A. venustum
Acantholimon, basically an angry asian carnation, is one of the great pillars of the continental rock garden. I'm even more fond of them because of how brilliantly they are doing at APEX, wrapping around rocks in the sexiest ways, and also because despite my being incapable of nursery-growing lots of "easy" rockery plants, I seem to be able to propagate these guys fairly well. I've got dreams of propagating the blazes out of them so that every fool who doesn't have one will.
Even just in bud-spike, they are elegant. (left- A. halophilum) Mean to the touch, but elegant. Some folks prefer the tiny, sessile ones like trojanum. I like all of them, especially easy ones which make magnificent round buns.
Acantholimon trojanum, photo by Zdeněk Zvolánek.
But anyhow:
I spent Christmas 2014 in Istanbul. It was fine. I forget I'm not a city guy, so I went on to Cappadocia (above) to hike around for a week in the winter.
It's weird how much like home it looks- their tuffaceous hills look like our shale hills of the bookcliffs.
But mostly, rural/small-town culture is more my thing.

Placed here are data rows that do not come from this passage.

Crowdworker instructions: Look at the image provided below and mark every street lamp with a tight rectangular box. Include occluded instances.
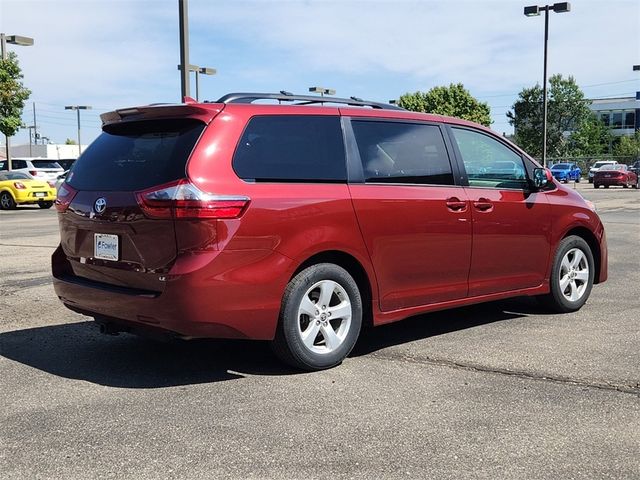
[524,2,571,167]
[0,33,34,170]
[64,105,91,156]
[309,87,336,97]
[178,64,218,101]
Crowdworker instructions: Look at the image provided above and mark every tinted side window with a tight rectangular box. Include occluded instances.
[452,128,527,189]
[233,115,347,182]
[351,120,454,185]
[67,119,205,192]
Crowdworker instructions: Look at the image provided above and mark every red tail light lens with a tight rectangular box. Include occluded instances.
[136,180,249,219]
[55,183,78,212]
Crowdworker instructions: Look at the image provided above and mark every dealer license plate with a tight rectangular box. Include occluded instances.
[93,233,118,261]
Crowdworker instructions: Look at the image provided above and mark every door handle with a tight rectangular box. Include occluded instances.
[473,198,493,212]
[447,197,467,212]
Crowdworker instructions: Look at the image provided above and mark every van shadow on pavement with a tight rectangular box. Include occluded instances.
[0,301,541,388]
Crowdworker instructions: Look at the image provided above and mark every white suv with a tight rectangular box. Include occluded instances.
[589,160,618,183]
[2,158,64,182]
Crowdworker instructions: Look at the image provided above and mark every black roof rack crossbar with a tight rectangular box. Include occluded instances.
[215,92,403,110]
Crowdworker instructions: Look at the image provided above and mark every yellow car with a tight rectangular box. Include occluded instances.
[0,171,56,210]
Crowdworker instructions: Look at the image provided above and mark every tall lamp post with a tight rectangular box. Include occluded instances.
[0,33,33,170]
[524,2,571,167]
[64,105,91,156]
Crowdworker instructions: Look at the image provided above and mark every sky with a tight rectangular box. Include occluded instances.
[0,0,640,145]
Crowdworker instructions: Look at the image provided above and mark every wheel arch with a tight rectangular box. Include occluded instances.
[289,250,373,327]
[562,227,602,283]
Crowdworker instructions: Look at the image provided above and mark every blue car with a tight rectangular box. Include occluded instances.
[551,163,582,183]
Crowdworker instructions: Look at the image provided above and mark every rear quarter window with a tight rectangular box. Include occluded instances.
[233,115,347,182]
[67,119,205,191]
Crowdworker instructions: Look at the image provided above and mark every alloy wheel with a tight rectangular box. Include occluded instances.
[297,280,353,354]
[559,248,589,302]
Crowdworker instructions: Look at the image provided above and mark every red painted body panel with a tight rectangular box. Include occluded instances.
[350,185,471,311]
[465,188,552,297]
[52,104,607,339]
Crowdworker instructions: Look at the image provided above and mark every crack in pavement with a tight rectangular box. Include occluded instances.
[368,352,640,397]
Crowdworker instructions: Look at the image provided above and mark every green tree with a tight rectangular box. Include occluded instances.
[568,114,612,156]
[613,130,640,159]
[507,74,600,157]
[398,83,491,127]
[0,52,31,163]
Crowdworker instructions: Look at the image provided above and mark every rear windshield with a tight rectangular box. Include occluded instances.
[31,160,62,169]
[67,119,205,191]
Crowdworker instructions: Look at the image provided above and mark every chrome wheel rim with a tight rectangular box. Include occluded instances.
[297,280,352,354]
[560,248,589,302]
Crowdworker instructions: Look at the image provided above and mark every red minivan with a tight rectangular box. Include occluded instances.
[52,92,607,370]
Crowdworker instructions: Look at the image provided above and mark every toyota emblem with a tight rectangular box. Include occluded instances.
[93,197,107,213]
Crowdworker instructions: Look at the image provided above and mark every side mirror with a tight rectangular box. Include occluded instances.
[533,168,553,190]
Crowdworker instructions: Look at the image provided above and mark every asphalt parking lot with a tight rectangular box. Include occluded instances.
[0,183,640,479]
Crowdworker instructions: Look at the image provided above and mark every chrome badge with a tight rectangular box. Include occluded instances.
[93,197,107,213]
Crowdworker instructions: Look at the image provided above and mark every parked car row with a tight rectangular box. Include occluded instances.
[0,158,76,210]
[593,163,638,188]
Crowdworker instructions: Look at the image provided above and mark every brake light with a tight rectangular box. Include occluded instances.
[55,183,78,212]
[136,179,249,219]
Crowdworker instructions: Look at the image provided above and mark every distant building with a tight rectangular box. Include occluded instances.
[589,92,640,137]
[0,143,87,160]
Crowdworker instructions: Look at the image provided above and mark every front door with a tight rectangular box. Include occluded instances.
[349,119,471,311]
[451,127,551,297]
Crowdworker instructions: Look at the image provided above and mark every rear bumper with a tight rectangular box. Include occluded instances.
[52,247,294,340]
[15,190,56,203]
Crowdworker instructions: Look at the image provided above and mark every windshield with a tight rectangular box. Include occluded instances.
[593,162,612,168]
[31,160,62,169]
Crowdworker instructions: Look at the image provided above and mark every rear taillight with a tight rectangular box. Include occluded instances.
[55,183,78,212]
[136,180,249,219]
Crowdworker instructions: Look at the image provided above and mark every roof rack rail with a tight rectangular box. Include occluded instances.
[214,90,404,110]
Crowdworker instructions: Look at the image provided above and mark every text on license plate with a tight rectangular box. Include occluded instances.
[93,233,118,261]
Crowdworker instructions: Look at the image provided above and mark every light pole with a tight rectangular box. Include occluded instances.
[178,65,217,101]
[64,105,91,156]
[0,33,33,170]
[524,2,571,168]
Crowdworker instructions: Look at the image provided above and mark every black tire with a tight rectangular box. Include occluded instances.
[539,235,595,313]
[271,263,362,371]
[0,192,16,210]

Also, Colorado doesn't have roman and byzantine ruins just littered all over the countryside, just everywhere, and ancient dwellings carved into the stone. They are so commonplace, they are used as barns and sheds.
Frosty mornings were magical, especially when the famous balloon rides happened. I stayed with a friend in Uçhisar, which overlooks the touristic town of Göreme.
All around the middle east, you'll see the nazar, sometimes called "the evil eye," a talisman to capture/defend/ward-off the malevolent.
In Turkey, theirs is the "nazar boncuğu," (literally "nazar bead")
Not uncommon over doorways, windows, thresholds, even clothing. Someone you know who went to the middle east probably gave you one as a souvenir.
Most restaurants don't stay open for the off-season, but D'STİny was. The name is wordplay, I think for Destiny/Friend("Dost"). They had Lahmacun, my favorite turkish food- it looks like a pizza, but you roll it around salad-like fixings and squeeze lemon juice on it.
Is that a dead Acantholimon!?
The owner came by, Mr. Yaşar Doğan, (a surname which means falcon, I think) and we visited. Recalling our chat, I marvel at how good my turkish was then. I could hardy ask for a bathroom now.
I asked about the plant hanging around. And he told me a story. He likes to garden and grow fruit at home, and propagate, apparently, for he was growing sapling fruit trees, I think he was keen to want to plant our more apple trees around his place, but as soon as he'd set out his precious baby trees, the rabbits would come by and eat them off. Bummer.
He said that he observed how when other plants grew through Acantholimon in nature ( I don't recall him using a name or word for them), the rabbits didn't bother them. (It's widely believed that a lot of the phrygana/tragancanth vegetation- "spiny ball plants" for the rest of us- are as prevalent in Asia and the middle east because humans and grazing cattle have been a part of the ecosystem for so very long that they have become prevalent and actually prospered there as a result)
Well, so he started collecting the dead cushions of Acantholimons he'd find out in the countryside. (Their nasty exoskeletons do tend to linger- Bob says that in the garden, when one dies, the best way to clean up the dry, thorny thing is just to light it on fire.) Yaşar would pile up the dead cushions as protection for this new trees, and sure enough it worked to fend off the evil rabbits.
So, to him, the Acantholimon was as good a protector as the nazar, which lead him to hang the plants around the doorways of his restaurant.
Sure enough, after a few days wandering, I found the local Acantholimon.
WHY ON EARTH DIDN'T I COLLECT THOSE SEEDS!?
I have lots of regrets of things I didn't do.